The Federal Reserve is widely expected to cut interest rates by 25 basis points at its upcoming meeting. This preemptive move aims to safeguard against a potential slowdown in the labor market and may not be the end of a series of cuts.
The continued rise in initial jobless claims signals a weakening labor market. While the government shutdown has delayed the release of many official economic data points, including the unemployment rate (last estimated at 4.3% in August), the overall trend suggests a slowdown.
Weaker-than-expected inflation data, including the Consumer Price Index (CPI) rising 3% year-over-year, has contributed to easing concerns about tariff-driven price pressures. More importantly, the Fed, after cutting rates by 25 basis points last month, included the phrase "additional adjustments" in its post-meeting statement.
Fed Vice Chair for Supervision Michelle Bowman has specifically noted that this wording signals potentially further rate cuts in the future. Analysts generally expect the Fed will not adjust this wording to signal a potential pause in the cutting cycle.
“While a decent chunk of the committee may want to signal that easing in December should not be taken for granted, we think the choice of this alternative wording may be too hawkish for the leadership,” wrote Michael Feroli, chief U.S. economist at JPMorgan.
Fed Chairman Jerome Powell is unlikely to suggest that a December rate cut is a foregone conclusion during the post-FOMC meeting press conference on Thursday. There are too many variables, including ongoing global trade negotiations, which could reshape expectations for inflation and broader economic growth.
Furthermore, the resumption of data releases after the government shutdown may mean that Fed policymakers will have three months of employment data between now and the December meeting, potentially altering their views on labor market conditions.
“Powell will likely keep all options on the table and will not pre-commit to specific actions before year-end,” stated economists from Deutsche Bank.
Financial markets are currently heavily betting that the Fed will cut interest rates again in December and January of next year.
The Trump administration has been publicly pressuring the Fed to lower interest rates, adding to the pressure on Powell as he navigates deep divisions within the FOMC.

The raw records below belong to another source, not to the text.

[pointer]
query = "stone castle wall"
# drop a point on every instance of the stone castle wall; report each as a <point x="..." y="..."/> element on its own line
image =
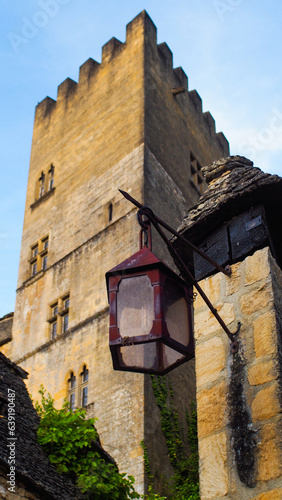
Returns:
<point x="120" y="126"/>
<point x="239" y="397"/>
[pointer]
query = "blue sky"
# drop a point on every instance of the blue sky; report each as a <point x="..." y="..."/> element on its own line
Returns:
<point x="230" y="50"/>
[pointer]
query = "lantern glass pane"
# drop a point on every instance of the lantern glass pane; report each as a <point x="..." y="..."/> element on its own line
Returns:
<point x="140" y="356"/>
<point x="176" y="312"/>
<point x="135" y="306"/>
<point x="170" y="356"/>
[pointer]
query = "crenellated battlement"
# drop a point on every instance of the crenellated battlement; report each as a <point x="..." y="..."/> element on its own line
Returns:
<point x="119" y="60"/>
<point x="110" y="49"/>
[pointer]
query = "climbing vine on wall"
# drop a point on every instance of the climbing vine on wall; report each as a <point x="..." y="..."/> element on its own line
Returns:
<point x="185" y="482"/>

Several Fed policymakers have called for caution on easing monetary policy, citing concerns about inflation exceeding the Fed's 2% target in recent years. However, more officials have expressed the view that further rate cuts are necessary to manage the risk of a deteriorating labor market.
New Fed Governor Christopher Waller is likely to cast a dissenting vote, as he did last month, when he supported a 50 basis point rate cut. Waller is scheduled to return to his position as an economic advisor at the White House after his Fed term ends in January.
In addition to the interest rate decision, the Fed is also likely to signal this week that it will soon halt the shrinking of its balance sheet, potentially ending its so-called quantitative tightening as early as this month.